George Weah n’oublie pas son premier coach en France. Entraîneur de l’ex-attaquant libérien, lors de ses débuts à l’AS Monaco (1988-1992) en provenance du Tonnerre Yaoundé (Cameroun), Arsène Wenger a confié à la BBC qu’il avait été invité à l’investiture du désormais président du Libéria le 22 janvier prochain, deux jours avant d’affronter Chelsea en Coupe de la Ligue. « Je crois que je serai occupé mais si je suis suspendu j’aurai le temps d’y aller », a-t-il ironisé en référence à la santion qu’il risque pour avoir (encore) critiqué les arbitres.

 

 

Le coach des Gunners en a profité pour réaffirmer son admiration envers le Ballon d’or 1995. « La vie de cet homme est un vrai film. C’est incroyable.
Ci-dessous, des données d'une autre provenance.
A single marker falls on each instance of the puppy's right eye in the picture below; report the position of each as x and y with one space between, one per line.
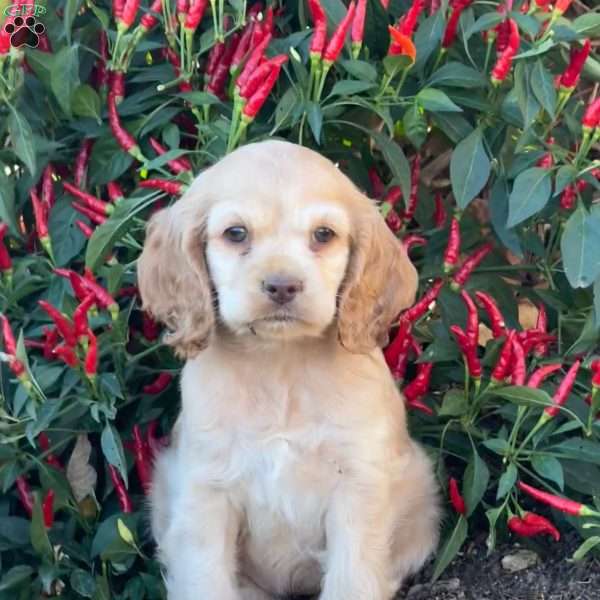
237 234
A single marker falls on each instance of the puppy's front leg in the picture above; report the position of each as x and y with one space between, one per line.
358 526
200 546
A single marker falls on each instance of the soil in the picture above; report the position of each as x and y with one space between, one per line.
475 576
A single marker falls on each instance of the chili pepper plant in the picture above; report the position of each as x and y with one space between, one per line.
473 125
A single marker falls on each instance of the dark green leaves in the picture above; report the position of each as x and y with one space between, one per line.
580 245
469 168
531 192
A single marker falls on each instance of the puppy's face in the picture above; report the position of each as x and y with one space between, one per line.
279 244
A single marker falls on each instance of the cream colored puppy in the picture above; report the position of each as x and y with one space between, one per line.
291 469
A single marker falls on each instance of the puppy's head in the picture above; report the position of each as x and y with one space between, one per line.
273 241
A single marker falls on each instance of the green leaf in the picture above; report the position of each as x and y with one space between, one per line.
524 396
454 404
415 125
580 246
396 160
348 87
436 101
21 137
86 102
506 481
550 468
543 88
454 74
8 213
526 99
64 76
469 168
114 228
83 583
530 194
15 577
451 547
476 480
113 449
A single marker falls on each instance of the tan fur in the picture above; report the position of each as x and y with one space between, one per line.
291 470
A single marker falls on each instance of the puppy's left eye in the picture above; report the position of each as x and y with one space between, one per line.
323 235
237 234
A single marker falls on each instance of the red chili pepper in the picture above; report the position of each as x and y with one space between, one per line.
395 348
81 162
562 393
411 240
319 38
62 323
40 214
47 192
503 365
336 43
468 350
97 205
470 264
125 140
67 354
570 77
80 317
562 504
175 188
159 384
453 247
121 491
256 102
409 21
519 367
452 25
5 259
177 165
48 509
50 458
149 19
531 525
494 314
89 213
541 374
130 9
358 27
253 62
439 213
143 459
25 496
422 306
456 499
591 117
505 60
418 387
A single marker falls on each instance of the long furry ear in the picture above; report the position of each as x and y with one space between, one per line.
380 282
174 281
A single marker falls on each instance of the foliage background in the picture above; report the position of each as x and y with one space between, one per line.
479 147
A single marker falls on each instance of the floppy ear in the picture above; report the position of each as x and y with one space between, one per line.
173 278
380 282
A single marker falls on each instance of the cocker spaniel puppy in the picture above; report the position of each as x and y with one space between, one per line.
291 470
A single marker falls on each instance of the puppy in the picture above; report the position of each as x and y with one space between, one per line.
291 470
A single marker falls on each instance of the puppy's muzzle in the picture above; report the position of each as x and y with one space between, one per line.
282 289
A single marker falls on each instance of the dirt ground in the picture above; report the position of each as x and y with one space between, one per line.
475 576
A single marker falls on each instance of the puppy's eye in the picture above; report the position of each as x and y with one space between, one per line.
323 235
237 234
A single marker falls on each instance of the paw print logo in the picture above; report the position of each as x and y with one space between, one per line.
24 32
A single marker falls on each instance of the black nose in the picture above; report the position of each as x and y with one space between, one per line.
281 288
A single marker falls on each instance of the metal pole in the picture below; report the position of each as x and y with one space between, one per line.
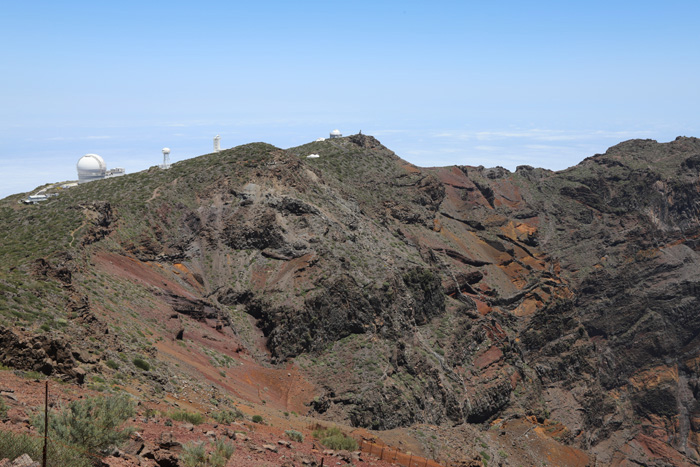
46 423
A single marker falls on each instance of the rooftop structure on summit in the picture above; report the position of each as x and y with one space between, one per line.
92 167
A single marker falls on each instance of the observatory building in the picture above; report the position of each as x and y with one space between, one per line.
166 158
92 167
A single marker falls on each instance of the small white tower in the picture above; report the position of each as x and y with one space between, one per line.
166 158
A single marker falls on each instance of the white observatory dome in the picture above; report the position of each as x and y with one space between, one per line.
91 167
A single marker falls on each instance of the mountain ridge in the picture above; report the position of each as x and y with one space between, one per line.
452 296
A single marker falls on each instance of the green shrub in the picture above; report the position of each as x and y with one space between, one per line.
226 417
335 439
190 417
13 445
223 449
92 424
141 363
294 435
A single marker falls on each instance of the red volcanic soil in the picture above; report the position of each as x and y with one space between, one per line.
26 396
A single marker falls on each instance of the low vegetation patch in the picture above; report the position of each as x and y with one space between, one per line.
294 435
226 417
92 425
141 363
13 445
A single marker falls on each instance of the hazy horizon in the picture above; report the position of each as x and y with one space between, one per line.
543 84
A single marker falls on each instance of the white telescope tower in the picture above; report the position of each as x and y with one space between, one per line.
166 158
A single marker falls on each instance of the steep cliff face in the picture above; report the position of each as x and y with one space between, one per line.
449 296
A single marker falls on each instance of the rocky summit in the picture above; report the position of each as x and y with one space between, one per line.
466 314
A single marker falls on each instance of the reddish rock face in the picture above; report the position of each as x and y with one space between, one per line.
398 295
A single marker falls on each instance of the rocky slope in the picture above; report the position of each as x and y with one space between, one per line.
559 305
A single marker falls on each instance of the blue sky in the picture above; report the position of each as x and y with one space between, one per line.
442 82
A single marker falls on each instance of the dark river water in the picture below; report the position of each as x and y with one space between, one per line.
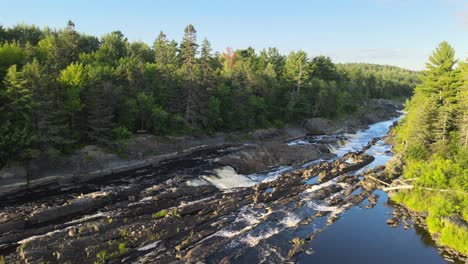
361 235
252 232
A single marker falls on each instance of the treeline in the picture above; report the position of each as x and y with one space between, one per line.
433 139
62 89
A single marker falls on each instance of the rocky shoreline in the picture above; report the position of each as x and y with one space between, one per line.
249 152
171 222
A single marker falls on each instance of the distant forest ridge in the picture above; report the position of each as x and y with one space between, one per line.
62 89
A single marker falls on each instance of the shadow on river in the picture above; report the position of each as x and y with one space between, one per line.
172 213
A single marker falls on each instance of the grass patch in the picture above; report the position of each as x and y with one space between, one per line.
438 205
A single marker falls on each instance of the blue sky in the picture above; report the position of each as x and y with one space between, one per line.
396 32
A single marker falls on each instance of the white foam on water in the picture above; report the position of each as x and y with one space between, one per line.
269 176
187 203
87 218
253 240
322 208
196 182
298 142
290 221
228 178
149 246
316 187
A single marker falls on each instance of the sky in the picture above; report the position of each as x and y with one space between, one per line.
394 32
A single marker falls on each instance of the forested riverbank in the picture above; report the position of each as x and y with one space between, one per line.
63 89
433 142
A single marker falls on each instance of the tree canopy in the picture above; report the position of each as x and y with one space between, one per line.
62 89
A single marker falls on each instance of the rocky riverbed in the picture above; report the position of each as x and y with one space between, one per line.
197 208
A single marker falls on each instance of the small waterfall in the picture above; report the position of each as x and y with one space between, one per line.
227 178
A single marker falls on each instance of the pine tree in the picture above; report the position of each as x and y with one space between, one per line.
189 68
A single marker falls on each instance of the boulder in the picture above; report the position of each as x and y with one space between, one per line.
260 157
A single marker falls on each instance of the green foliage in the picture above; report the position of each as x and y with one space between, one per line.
433 143
62 89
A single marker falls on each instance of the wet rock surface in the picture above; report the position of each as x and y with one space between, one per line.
157 217
165 213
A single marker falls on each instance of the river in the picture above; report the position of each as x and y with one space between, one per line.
233 224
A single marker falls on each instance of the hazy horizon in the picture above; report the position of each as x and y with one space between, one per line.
395 32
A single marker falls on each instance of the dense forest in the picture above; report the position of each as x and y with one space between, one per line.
62 89
433 139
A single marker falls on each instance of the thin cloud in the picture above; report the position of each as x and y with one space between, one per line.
462 18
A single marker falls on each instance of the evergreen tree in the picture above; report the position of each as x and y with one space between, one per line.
191 90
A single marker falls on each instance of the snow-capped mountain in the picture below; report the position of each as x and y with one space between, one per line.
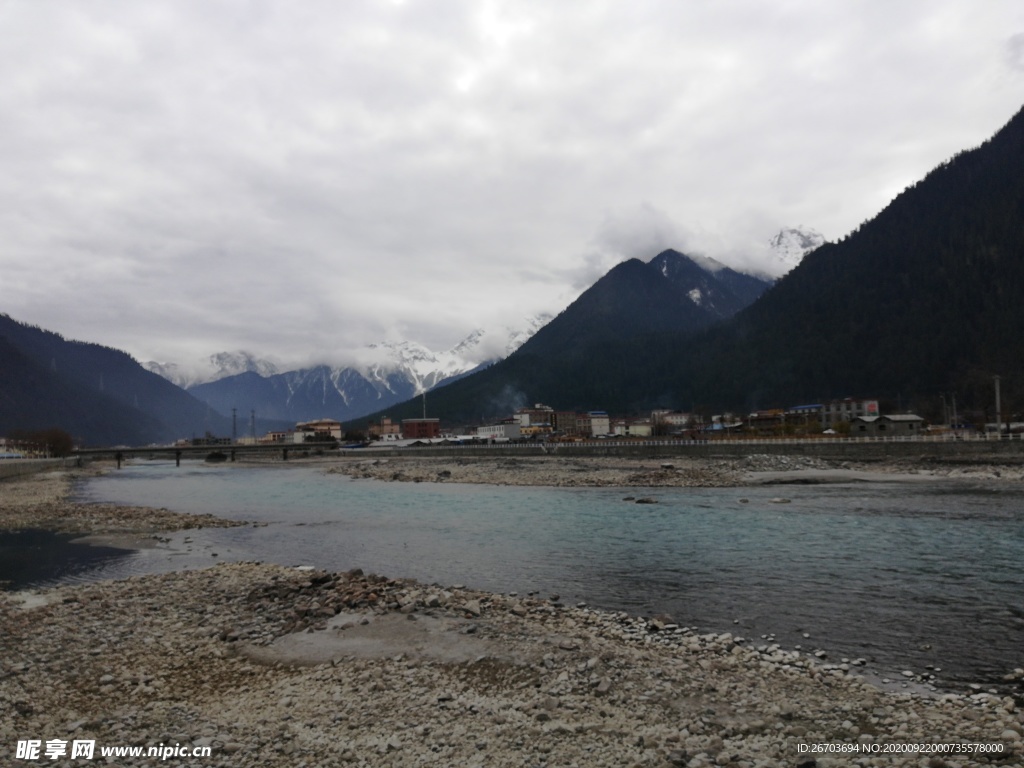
788 247
391 373
215 367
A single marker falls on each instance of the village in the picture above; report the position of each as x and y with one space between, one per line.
848 417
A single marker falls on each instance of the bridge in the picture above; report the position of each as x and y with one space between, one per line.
226 452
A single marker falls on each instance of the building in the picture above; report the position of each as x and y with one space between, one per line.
539 416
565 423
507 430
593 423
632 428
386 430
899 425
322 429
420 429
847 410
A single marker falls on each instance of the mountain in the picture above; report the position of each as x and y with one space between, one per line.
98 394
924 299
672 293
217 366
33 397
788 247
394 372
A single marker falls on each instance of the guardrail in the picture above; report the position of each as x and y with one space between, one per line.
612 441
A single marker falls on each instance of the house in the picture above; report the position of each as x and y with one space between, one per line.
418 429
322 429
899 425
632 428
593 423
847 410
506 430
386 430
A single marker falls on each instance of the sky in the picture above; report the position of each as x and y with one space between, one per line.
299 180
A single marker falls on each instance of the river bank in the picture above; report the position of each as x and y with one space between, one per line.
270 666
625 471
42 501
284 667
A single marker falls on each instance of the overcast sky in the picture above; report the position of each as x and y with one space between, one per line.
301 178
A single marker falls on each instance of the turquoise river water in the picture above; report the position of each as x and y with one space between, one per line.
907 576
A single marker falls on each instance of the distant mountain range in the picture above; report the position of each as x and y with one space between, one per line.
922 302
790 247
676 292
97 394
392 373
103 396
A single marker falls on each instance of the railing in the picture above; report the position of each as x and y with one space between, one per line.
549 446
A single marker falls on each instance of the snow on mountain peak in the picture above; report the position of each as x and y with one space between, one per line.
790 246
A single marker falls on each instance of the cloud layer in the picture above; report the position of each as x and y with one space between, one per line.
300 179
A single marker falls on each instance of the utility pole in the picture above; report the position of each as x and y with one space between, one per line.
998 410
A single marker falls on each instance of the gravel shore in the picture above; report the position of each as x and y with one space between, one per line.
292 667
676 472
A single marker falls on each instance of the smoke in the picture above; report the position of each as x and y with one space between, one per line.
1015 51
507 401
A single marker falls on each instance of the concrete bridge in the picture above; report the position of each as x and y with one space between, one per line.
209 453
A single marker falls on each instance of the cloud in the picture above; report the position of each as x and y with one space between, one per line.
303 179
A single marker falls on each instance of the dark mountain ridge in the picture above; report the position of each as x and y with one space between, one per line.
924 299
98 394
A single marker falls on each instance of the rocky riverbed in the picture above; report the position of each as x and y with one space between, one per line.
269 666
596 471
272 667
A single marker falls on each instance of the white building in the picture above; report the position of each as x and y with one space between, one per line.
499 432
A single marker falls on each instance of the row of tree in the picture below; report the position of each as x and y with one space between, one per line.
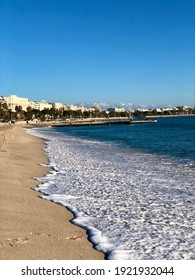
51 114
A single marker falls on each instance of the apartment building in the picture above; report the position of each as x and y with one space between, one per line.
13 101
41 105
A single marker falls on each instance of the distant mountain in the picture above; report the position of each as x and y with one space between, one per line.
126 106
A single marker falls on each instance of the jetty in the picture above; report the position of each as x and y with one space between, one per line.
94 122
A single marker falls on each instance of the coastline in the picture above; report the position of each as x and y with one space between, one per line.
33 228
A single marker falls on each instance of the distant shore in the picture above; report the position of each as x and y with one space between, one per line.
171 116
33 228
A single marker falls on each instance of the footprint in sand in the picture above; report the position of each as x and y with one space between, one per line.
74 238
15 242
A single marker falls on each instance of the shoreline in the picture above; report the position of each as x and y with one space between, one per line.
29 226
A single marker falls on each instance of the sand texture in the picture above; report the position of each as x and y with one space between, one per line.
31 227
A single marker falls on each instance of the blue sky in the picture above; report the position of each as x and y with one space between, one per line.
131 51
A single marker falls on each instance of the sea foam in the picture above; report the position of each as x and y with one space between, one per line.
134 205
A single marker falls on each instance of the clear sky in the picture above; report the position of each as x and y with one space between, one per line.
74 51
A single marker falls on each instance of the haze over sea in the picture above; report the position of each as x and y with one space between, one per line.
131 186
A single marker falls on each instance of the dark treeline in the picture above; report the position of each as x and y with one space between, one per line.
51 114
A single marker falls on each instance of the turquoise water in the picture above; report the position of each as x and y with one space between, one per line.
131 186
170 136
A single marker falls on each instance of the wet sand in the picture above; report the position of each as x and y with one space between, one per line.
33 228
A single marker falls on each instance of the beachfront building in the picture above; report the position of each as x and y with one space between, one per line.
13 101
116 110
41 105
58 106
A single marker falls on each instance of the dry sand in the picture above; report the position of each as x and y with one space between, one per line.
31 227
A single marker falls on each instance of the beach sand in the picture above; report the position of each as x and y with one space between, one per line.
33 228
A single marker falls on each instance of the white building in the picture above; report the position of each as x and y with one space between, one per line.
57 106
41 105
13 101
114 109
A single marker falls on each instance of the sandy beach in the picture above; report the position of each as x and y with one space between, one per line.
31 227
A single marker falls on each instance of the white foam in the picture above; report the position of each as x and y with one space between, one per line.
134 205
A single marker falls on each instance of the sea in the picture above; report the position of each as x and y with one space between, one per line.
132 187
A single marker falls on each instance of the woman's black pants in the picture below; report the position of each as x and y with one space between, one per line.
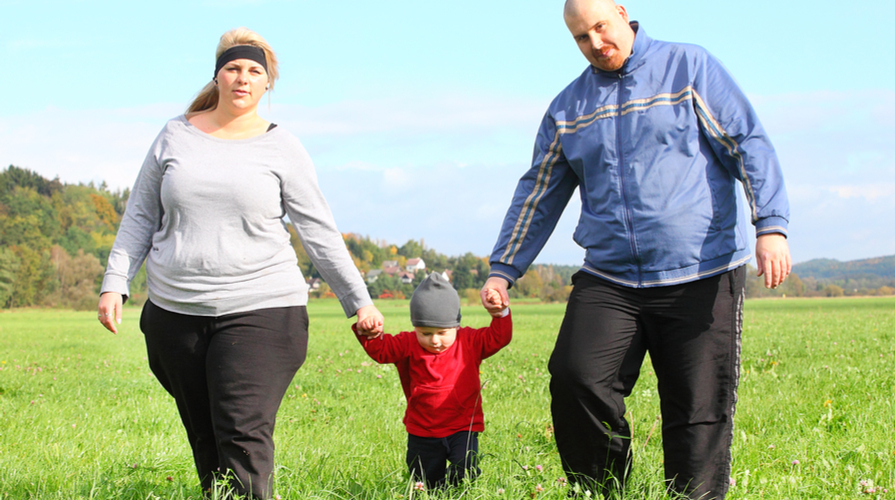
228 376
692 333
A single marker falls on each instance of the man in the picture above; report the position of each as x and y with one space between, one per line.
655 136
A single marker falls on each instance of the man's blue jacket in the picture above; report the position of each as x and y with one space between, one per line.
656 149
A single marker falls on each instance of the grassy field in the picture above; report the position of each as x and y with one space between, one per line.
82 417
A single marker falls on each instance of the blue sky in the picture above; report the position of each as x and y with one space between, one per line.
420 116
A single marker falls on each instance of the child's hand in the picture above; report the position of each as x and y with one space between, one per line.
369 322
493 303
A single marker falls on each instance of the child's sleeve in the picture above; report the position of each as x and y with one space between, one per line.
496 336
385 348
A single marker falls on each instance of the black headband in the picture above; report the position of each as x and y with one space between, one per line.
241 52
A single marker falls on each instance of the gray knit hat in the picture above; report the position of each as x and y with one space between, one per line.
435 303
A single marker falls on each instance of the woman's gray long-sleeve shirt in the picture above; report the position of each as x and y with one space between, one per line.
207 215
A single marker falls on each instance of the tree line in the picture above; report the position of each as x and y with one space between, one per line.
55 240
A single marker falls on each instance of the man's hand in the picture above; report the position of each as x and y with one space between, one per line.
369 321
108 312
494 295
773 259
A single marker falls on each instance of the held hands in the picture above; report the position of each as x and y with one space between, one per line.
494 296
773 259
369 321
109 310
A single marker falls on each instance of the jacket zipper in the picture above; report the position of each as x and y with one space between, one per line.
621 172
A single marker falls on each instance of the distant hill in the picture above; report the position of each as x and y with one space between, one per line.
831 269
854 276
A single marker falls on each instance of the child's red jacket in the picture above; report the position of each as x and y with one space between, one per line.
443 390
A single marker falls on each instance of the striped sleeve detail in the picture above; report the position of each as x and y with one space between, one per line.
531 203
667 99
714 129
771 229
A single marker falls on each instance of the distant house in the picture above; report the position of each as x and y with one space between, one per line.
373 275
414 265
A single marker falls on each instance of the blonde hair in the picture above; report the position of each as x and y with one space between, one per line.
208 97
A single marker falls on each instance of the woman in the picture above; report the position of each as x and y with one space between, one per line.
226 325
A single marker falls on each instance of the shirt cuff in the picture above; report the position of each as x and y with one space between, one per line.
773 224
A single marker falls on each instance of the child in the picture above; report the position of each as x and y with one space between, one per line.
439 369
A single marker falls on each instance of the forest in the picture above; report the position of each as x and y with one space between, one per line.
55 239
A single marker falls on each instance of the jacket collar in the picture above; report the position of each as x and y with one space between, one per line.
638 51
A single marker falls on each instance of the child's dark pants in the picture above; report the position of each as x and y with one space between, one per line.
427 458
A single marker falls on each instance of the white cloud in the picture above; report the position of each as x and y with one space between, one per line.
443 168
83 146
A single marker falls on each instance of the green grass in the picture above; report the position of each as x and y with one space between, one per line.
81 416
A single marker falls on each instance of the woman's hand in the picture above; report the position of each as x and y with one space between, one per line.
369 321
109 310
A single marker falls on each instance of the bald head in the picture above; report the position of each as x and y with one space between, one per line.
601 30
574 8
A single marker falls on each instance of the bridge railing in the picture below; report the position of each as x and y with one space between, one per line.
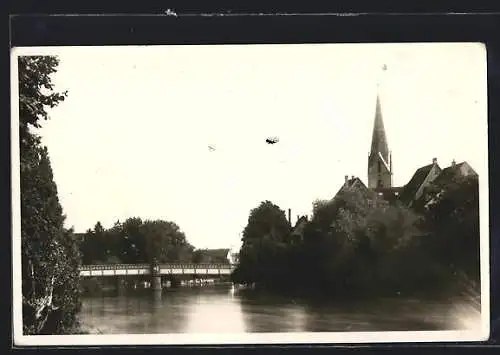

Cela pourra faire un fantastique film », a-t-il ajouté avant de se souvenir d’un George Weah « un peu perdu » à son arrivée en France, « inconnu » mais devenu « le meilleur joueur du monde » en 1995 puis le président de son pays. « J’ai vu comment il avait souffert pour son pays (…) je le revois pleurer », a déclaré le coach français en évoquant la guerre civile au Liberia (1989-1997). « C’est finalement une jolie histoire », conclut-il, souhaitant à son ancien joueur « une heureuse présidence ».

 

 

Juste avant son élection, avec 61,5% des suffrages devant le vice-président Joseph Boakai (38,5%), George Weah (51 ans) avait évoqué la grande influence d’Arsène Wenger dans sa carrière mais également sa vie personnelle. « C’était une figure paternelle, il m’a considéré comme son fils », a confié Mister George à ESPN. « C’est un homme qui m’a montré de l’affection quand le racisme était à son apogée (…) Un jour, j’étais plutôt fatigué de m’entraîner et je lui ai dit que j’avais mal à la tête. Il m’a dit : « George, je sais que c’est dur mais tu dois travailler dur. Je crois qu’avec ton talent, tu peux devenir l’un des meilleurs joueurs du monde ». Alors, j’ai écouté et continué à avancer. En dehors de Dieu, je pense que sans Arsène, je n’aurais rien pu faire en Europe », a-t-il ajouté.